Arianna tendeva il suo filo
Dal bandolo al primo lembo.
A ritroso, amore mio, a ritroso –
È così dolce lasciarsi morire.


Molti anni erano trascorsi.

Il tempo si era fermato quel giorno ed anche la vita. Senza alcun pudore ogni cosa avevo preso ad ingiallire e odorava di muffa e s’era coperta d’un pesante strato di polvere giacché nulla veniva spostato e mai, da allora, si aprì la finestra. Le tende serrate a perpetuare l’eterno riposo della giovane sposa – quadri, mobili, fotografie, profumi e belletti: un tutt’uno uniforme senza più identità, né storia.

Gli ultimi giorni che l’uomo ebbe a scolpire per sé, gli parvero assai più lunghi del solito. L’immobilità rassicurante di quel tempo senza tempo, cominciò a vacillare e in lui s’insinuò un’ansietà ch’egli non riusciva a ricordare.

Le ultime ore furono davvero terribili. L’innocuo ticchettio di un vecchio orologio da taschino rallentò la sua corsa, si amplificò tanto da somigliare al rintocco greve di una campana che suona a morto, ma egli non aveva mai pensato alla morte e quell’oscuro presagio lo stupì, spaventò. Certo, si era preparato sin dal primo momento ad una sicura partenza, quindi aveva preparato la valigia, si era infilato il paltò e si era seduto nell’ingresso appoggiandosi il bastone, i guanti e il cappello sulle ginocchia. Aveva atteso paziente il tempo di partire, sulle sue labbra non si era mai spento lo strano sorriso di chi sta per andarsene, nel suo sguardo senza vita correva l’immagine continuamente ripetuta di un orizzonte vuoto al quale si giunge dopo un lungo viaggio cominciato chissà dove, ma non aveva mai sentito il fischio del treno, né mai il brusio del mondo gli era parso così vicino al suo orecchio, minaccioso.

Ma durante gli ultimi minuti la bocca assunse un’espressione contorta, una smorfia disarticolata come se i denti avessero, in un masticare lento, quasi impercettibile e apparentemente indolore, cominciato a mangiare ciò che gli stava intorno – a partire dalla lingua. Le pupille si dilatarono e ben presto divennero un profondo buco nero dal quale qualsiasi mostruosità o meraviglia avrebbe potuto effondersi o implodere, senza fragore.

Così fu.


Stanotte la luna
È pallida in volto
Come una Madonna

“Chi parla di miracoli mente,
Una sola occasione ancora
È menzogna e burla –
Ma io sono solo un bestemmiatore”

La Madonna aveva un amante.


L’uomo si alzò e raggiunse la stanza ove orrore e contemplazione avevano brindato allo stesso calice.
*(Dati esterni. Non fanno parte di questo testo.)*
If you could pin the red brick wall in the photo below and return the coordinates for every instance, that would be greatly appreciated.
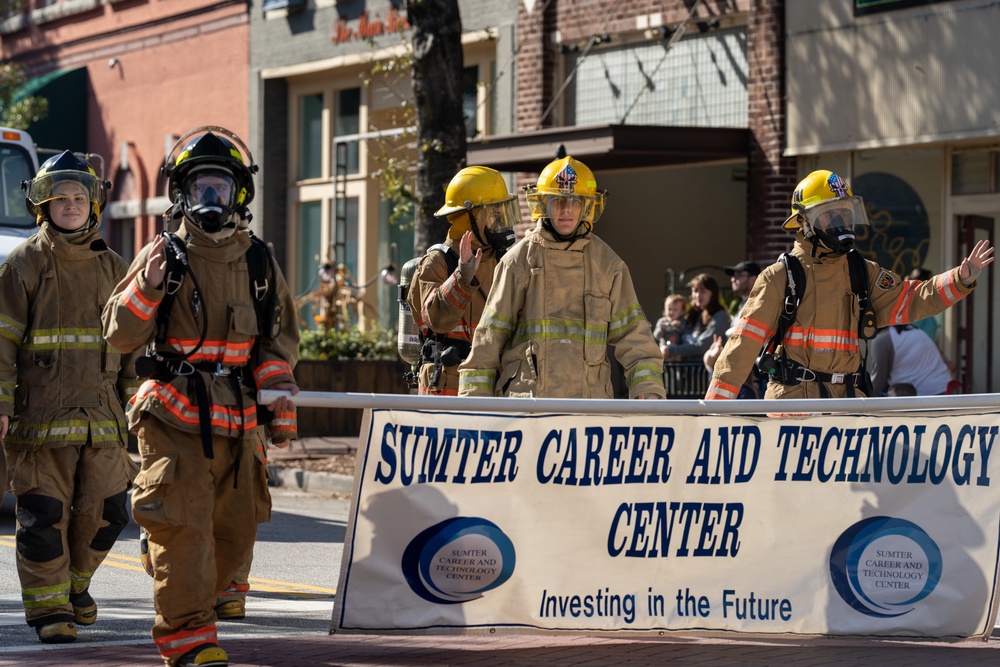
(771, 176)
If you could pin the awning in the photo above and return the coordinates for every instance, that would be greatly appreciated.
(65, 128)
(604, 147)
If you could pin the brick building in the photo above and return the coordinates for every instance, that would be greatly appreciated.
(124, 80)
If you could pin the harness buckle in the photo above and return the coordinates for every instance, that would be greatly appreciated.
(260, 291)
(173, 283)
(803, 374)
(791, 305)
(181, 367)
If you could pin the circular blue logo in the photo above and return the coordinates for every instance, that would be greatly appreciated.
(458, 560)
(883, 566)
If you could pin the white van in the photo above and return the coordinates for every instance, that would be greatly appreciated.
(18, 162)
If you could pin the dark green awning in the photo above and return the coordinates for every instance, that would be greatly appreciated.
(65, 128)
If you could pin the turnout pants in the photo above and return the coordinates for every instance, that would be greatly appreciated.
(71, 507)
(201, 515)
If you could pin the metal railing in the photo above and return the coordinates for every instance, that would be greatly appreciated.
(685, 380)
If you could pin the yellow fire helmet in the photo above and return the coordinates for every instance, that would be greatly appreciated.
(826, 210)
(566, 178)
(65, 167)
(480, 193)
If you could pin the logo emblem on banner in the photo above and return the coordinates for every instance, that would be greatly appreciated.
(883, 566)
(458, 560)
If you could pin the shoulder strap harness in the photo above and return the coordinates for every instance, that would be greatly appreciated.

Una crepa implacabile irruppe lasciando dietro di sé fitte screpolature. Nessun polverio si levò, né l’uomo udì scricchiolii o colpi sordi alla porta.

Sul letto una veste nuziale di seta annerita, dentro, ancora immobile nell’atto disperato di levarsi, un corpo d’ossa e pelle avvizzita, ancor più grigia e misera della vita che vi era trascorsa. Dalle profondità del cuscino, due abissi di tenebra spiavano quel presente del tutto identico ad ogni passato e futuro. Improvvisamente egli se ne avvide. Si precipitò alla finestra e nell’aprirla un’orda di luce gli crollò addosso trasformandosi nella sua ombra.

L’ossessivo ripetersi niente altro fu che uno scrigno prezioso nel quale egli aveva protetto e glorificato le sue inestinguibili vanità.

Lo scrigno finalmente s’aprì soffocandogli l’ultimo, inutile respiro.